Calories in 2 oz (55 g) Pink Salmon?

2 oz (55 g) Pink Salmon is 80 calories.

Pink salmon is a type of fish that is commonly consumed for its nutritional value. A 2 oz (55 g) serving of pink salmon contains just 80 calories, making it a great option for those looking to maintain a healthy diet.

Pink salmon is an excellent source of protein, omega-3 fatty acids, and other essential nutrients. It contains vitamins B12 and D, as well as selenium and phosphorus. This makes pink salmon not only delicious but also highly nutritious.

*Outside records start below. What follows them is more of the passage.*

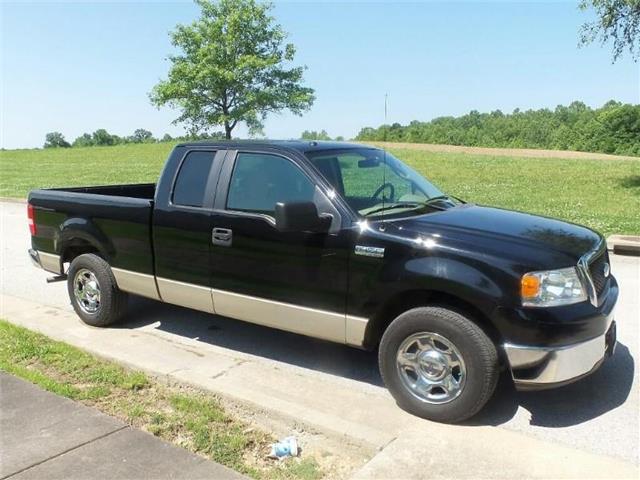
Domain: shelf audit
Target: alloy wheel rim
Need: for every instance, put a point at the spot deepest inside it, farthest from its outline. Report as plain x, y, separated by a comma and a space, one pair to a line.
86, 290
431, 368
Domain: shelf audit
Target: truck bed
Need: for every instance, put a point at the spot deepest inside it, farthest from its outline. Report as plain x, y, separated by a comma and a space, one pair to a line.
119, 215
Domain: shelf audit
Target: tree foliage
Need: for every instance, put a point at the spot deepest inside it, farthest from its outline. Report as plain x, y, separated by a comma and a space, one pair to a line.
618, 22
233, 67
613, 128
55, 140
313, 135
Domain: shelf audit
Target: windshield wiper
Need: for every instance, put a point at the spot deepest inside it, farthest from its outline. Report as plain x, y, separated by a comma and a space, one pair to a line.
439, 197
392, 206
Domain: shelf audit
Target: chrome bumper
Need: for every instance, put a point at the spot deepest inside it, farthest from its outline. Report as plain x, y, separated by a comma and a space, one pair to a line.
539, 367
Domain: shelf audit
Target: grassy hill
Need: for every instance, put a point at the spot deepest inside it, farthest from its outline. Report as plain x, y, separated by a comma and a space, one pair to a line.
602, 194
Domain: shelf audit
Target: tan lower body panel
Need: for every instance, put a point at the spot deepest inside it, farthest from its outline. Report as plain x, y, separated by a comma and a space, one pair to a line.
50, 262
186, 294
355, 329
137, 283
284, 316
331, 326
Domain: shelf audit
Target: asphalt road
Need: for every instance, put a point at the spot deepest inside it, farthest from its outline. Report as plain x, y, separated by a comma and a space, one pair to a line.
600, 414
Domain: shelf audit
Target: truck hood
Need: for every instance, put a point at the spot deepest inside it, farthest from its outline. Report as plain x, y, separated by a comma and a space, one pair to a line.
486, 228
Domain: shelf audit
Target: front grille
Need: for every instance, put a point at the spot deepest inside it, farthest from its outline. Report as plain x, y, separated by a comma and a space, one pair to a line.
596, 270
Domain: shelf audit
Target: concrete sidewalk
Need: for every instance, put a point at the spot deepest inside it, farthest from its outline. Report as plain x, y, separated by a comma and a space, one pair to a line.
43, 435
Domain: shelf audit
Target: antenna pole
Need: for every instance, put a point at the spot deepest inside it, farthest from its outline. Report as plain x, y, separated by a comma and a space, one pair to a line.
384, 155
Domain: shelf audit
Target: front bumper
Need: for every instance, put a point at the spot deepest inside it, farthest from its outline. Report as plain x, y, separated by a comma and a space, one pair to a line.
535, 368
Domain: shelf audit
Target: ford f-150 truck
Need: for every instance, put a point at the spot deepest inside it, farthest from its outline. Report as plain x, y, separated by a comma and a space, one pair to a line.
345, 243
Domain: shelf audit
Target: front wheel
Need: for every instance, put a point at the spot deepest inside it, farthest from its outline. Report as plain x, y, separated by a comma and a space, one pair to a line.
93, 291
438, 364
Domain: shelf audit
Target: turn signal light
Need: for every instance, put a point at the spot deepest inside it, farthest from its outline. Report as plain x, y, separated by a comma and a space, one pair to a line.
31, 220
529, 286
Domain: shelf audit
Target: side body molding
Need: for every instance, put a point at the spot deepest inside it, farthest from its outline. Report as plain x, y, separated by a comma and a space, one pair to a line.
336, 327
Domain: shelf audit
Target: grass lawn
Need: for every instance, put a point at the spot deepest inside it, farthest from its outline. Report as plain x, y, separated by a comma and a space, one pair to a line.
186, 417
602, 194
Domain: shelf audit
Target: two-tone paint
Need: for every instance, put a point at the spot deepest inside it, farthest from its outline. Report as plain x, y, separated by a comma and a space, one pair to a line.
345, 285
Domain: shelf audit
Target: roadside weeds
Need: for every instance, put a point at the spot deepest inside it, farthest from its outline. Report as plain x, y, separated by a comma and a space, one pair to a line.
181, 415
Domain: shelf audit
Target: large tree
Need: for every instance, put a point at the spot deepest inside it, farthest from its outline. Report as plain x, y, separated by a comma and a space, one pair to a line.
55, 140
233, 66
618, 21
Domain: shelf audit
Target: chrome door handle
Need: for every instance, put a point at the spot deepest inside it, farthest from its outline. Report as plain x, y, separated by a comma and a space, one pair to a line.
222, 237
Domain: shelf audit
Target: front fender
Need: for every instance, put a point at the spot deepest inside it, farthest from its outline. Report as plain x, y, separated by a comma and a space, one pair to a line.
378, 292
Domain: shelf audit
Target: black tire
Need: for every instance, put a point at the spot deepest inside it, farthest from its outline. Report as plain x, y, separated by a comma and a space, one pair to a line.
478, 352
113, 302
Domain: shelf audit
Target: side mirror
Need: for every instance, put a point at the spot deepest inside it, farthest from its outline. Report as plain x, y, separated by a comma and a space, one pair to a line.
300, 217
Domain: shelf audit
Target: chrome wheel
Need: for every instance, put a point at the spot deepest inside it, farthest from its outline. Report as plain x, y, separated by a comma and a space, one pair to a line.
431, 367
86, 290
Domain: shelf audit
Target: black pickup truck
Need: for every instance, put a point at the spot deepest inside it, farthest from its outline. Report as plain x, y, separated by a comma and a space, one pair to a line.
345, 243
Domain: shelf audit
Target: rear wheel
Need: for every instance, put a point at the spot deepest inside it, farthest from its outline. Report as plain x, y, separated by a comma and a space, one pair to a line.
438, 364
93, 291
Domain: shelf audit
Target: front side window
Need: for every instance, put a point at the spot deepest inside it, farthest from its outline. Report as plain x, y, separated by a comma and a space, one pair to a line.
190, 187
261, 180
371, 180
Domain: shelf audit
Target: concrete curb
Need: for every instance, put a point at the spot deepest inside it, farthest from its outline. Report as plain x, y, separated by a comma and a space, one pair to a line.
624, 244
319, 401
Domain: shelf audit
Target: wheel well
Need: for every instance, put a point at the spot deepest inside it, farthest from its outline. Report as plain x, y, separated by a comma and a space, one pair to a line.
76, 247
422, 298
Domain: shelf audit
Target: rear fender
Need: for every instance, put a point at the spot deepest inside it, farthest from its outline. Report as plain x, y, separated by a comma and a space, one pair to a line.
79, 232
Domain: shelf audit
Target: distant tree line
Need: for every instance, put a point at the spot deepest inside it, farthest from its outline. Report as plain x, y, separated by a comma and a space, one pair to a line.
613, 128
102, 138
321, 135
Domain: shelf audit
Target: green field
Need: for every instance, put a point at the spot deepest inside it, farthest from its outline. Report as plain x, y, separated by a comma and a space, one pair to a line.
602, 194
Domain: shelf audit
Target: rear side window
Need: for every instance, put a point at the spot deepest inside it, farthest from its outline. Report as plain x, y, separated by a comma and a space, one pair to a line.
191, 184
261, 180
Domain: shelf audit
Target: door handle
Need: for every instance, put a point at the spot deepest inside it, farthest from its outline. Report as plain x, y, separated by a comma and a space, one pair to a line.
222, 237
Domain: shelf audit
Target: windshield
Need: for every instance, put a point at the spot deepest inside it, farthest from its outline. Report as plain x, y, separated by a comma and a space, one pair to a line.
374, 182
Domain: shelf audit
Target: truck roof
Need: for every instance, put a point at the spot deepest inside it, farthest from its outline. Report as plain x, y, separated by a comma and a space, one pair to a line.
300, 145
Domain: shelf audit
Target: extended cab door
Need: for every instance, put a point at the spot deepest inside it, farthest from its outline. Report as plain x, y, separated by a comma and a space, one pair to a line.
294, 281
182, 227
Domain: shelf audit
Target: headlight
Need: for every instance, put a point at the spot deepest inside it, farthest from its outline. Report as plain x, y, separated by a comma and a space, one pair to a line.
551, 288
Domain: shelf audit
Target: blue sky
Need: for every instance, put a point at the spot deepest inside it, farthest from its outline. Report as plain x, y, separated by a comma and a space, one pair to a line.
75, 67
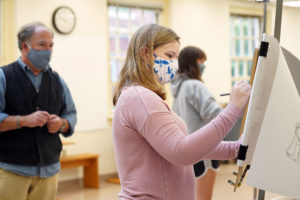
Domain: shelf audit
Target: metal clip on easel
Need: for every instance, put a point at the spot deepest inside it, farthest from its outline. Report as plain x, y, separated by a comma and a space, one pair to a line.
239, 177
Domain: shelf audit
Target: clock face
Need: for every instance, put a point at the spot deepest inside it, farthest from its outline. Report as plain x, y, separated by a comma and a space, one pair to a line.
64, 20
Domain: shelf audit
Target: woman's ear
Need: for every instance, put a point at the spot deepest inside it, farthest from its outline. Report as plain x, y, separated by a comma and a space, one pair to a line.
144, 53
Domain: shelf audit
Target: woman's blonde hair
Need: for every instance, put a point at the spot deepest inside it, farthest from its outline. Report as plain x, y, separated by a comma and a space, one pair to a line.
136, 71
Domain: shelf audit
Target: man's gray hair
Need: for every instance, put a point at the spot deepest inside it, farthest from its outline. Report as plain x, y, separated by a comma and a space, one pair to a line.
27, 31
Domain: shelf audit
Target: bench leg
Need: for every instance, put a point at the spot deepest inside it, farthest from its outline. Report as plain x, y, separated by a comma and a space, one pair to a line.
90, 174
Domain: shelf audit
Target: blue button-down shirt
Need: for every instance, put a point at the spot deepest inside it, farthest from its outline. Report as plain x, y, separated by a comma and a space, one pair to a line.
69, 113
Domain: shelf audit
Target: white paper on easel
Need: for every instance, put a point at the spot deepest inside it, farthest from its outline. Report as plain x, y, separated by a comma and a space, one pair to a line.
275, 165
262, 84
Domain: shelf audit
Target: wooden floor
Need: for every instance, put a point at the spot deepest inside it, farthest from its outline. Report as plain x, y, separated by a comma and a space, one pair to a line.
108, 191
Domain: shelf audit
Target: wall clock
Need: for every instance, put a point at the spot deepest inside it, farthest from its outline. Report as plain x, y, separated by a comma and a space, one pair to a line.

In this article, we’ll explore the benefits of eating pink salmon, as well as tips for cooking and incorporating it into your diet. We’ll also take a closer look at the nutritional value of pink salmon and compare it to other types of salmon.

2 oz (55 g) Pink Salmon

Benefits of Eating 2 oz of Pink Salmon

Eating 2 oz of pink salmon can provide numerous health benefits. Here are some of the top advantages: 1. Rich source of omega-3 fatty acids: Pink salmon contains high levels of omega-3 fatty acids, which can help reduce inflammation and lower the risk of chronic diseases such as heart disease and arthritis. 2. Improves brain function: The omega-3 fatty acids found in pink salmon have been shown to improve cognitive function and reduce the risk of depression.

How to Cook Pink Salmon

There are many ways to prepare pink salmon, including: - Grilling: Grilling pink salmon is an excellent way to bring out its natural flavors. - Baking: Pink salmon can be baked in the oven, either alone or with other ingredients like vegetables and herbs.

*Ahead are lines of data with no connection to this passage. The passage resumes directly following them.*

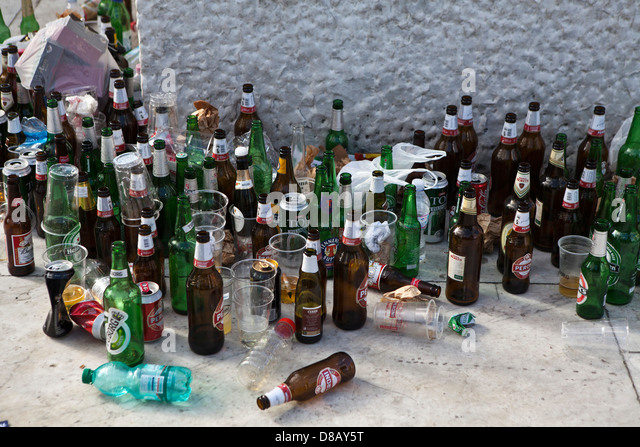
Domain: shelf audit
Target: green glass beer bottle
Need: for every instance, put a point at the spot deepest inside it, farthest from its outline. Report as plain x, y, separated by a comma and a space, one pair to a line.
629, 153
182, 247
337, 135
122, 301
390, 189
594, 273
261, 167
407, 258
623, 244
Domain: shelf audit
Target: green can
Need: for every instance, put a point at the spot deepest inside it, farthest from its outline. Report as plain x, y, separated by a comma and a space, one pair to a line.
435, 186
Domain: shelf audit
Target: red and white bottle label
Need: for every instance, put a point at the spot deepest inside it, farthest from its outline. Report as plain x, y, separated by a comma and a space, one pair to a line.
327, 378
522, 266
22, 248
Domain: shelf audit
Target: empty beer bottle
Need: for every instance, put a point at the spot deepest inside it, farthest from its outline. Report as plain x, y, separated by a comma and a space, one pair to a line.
147, 266
390, 189
107, 228
122, 300
204, 300
17, 230
521, 194
248, 111
623, 244
629, 153
518, 249
313, 241
308, 301
567, 220
465, 254
166, 192
376, 197
336, 136
588, 196
594, 274
449, 142
596, 131
504, 166
350, 278
531, 145
308, 382
408, 233
468, 135
549, 199
260, 164
181, 251
87, 214
265, 227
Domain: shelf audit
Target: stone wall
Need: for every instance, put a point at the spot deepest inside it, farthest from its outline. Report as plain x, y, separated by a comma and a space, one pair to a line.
397, 64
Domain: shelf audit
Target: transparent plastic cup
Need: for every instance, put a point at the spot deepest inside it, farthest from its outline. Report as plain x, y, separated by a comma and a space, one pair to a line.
423, 319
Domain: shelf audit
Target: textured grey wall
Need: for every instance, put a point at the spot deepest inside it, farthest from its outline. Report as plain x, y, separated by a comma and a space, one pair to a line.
398, 64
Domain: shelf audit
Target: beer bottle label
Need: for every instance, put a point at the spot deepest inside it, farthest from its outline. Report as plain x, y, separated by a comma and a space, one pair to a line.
522, 266
596, 129
327, 378
465, 118
583, 290
455, 267
118, 141
22, 248
509, 133
570, 200
450, 128
522, 184
538, 217
247, 103
532, 123
117, 331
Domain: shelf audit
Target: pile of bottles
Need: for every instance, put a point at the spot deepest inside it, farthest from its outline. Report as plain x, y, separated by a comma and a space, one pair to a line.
141, 218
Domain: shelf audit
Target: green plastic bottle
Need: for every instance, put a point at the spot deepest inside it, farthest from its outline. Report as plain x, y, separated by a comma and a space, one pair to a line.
260, 165
122, 302
407, 258
145, 381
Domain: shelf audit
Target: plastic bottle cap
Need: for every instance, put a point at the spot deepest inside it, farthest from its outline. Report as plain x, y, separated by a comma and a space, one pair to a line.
87, 376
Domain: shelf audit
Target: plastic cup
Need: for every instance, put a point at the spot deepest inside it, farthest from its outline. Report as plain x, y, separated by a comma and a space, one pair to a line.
422, 319
573, 251
76, 290
227, 288
597, 334
252, 305
287, 249
379, 235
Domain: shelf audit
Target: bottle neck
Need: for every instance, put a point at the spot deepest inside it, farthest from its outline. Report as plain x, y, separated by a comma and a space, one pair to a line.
203, 256
532, 122
522, 184
450, 127
599, 244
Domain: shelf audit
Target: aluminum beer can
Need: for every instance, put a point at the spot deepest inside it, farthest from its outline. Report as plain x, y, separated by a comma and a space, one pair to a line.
480, 183
152, 310
436, 190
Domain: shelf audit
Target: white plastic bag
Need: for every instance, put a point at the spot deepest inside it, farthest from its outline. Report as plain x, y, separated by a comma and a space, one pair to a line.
618, 140
404, 156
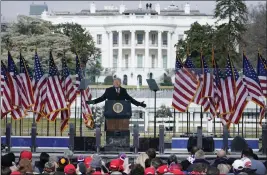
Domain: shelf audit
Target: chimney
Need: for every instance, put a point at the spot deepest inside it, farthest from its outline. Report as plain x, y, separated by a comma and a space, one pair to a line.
122, 8
157, 8
140, 5
187, 8
92, 8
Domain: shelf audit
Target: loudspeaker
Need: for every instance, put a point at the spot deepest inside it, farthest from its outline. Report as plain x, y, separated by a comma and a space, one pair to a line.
238, 144
207, 143
192, 141
146, 143
84, 144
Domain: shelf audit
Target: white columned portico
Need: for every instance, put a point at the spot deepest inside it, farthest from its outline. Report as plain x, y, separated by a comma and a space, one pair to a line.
169, 50
133, 60
147, 60
120, 50
110, 49
160, 61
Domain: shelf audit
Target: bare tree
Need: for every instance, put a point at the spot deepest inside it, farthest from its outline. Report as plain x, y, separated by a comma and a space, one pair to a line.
255, 37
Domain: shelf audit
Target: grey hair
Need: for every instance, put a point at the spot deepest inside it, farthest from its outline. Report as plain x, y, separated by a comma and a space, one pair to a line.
200, 154
117, 79
223, 168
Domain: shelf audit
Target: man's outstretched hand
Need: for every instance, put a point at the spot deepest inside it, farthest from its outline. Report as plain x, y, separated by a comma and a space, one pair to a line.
143, 104
90, 102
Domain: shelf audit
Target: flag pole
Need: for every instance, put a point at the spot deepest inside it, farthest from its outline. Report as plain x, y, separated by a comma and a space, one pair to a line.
201, 109
20, 121
0, 93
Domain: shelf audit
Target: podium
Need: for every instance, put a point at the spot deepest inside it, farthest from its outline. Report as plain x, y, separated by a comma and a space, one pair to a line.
117, 114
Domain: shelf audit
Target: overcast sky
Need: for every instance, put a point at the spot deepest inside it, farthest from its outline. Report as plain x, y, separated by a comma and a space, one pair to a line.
10, 9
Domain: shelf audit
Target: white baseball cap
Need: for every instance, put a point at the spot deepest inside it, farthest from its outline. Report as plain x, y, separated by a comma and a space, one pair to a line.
238, 165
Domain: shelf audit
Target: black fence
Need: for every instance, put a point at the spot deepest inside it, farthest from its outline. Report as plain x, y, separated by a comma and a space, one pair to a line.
177, 125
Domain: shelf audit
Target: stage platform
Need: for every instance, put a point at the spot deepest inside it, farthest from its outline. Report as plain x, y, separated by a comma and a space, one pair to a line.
177, 143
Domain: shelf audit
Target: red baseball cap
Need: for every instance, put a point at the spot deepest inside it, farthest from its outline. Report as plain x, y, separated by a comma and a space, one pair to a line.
116, 164
150, 170
69, 169
87, 161
173, 167
162, 169
97, 173
26, 155
16, 173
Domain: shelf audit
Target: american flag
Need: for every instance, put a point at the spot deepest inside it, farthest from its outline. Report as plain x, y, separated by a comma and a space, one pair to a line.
252, 83
21, 100
39, 88
85, 95
12, 70
207, 89
226, 105
262, 74
6, 90
197, 99
26, 81
214, 101
240, 102
217, 74
55, 98
78, 73
69, 92
185, 87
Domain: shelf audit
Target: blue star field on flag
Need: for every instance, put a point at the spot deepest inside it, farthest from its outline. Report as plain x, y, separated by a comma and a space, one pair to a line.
249, 70
65, 69
38, 71
12, 66
52, 67
261, 67
78, 69
4, 71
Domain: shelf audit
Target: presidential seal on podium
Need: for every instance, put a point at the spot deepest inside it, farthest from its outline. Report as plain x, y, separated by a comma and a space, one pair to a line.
118, 108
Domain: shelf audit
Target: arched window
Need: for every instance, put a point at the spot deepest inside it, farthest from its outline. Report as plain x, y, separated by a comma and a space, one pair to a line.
150, 75
139, 80
125, 81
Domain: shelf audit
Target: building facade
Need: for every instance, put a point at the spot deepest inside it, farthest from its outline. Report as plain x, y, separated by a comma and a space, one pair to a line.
135, 44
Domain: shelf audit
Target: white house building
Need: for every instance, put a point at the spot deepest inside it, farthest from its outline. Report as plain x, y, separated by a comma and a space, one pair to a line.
137, 43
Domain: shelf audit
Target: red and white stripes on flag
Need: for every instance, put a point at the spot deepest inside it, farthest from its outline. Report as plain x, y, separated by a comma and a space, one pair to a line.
207, 89
69, 92
86, 110
252, 83
204, 102
26, 81
39, 84
6, 90
185, 88
227, 97
240, 103
55, 98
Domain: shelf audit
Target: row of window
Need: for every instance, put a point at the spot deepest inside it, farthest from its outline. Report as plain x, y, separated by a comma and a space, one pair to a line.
140, 61
140, 38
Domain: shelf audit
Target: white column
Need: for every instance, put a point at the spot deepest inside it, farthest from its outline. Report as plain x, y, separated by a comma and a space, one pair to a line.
147, 59
120, 50
110, 49
160, 61
133, 60
169, 65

Nutritional Value of Pink Salmon

Pink salmon is a highly nutritious food, with a wide range of vitamins, minerals, and other essential nutrients. Here are some of the key nutrients found in 2 oz of pink salmon: - Protein: 12g - Omega-3 fatty acids: 764mg

Ways to Incorporate Pink Salmon into Your Diet

If you’re looking to incorporate more pink salmon into your diet, here are some ideas to get you started: - Add pink salmon to your salads for a protein boost. - Top your favorite vegetable dishes with grilled or baked pink salmon.

Pink Salmon vs. Other Types of Salmon

While pink salmon is a popular choice for many, there are other types of salmon available as well. Here are some differences between pink salmon and other types of salmon: - King salmon: has a firmer texture and higher fat content. - Sockeye salmon: has a rich, distinctive flavor and bright orange-red flesh.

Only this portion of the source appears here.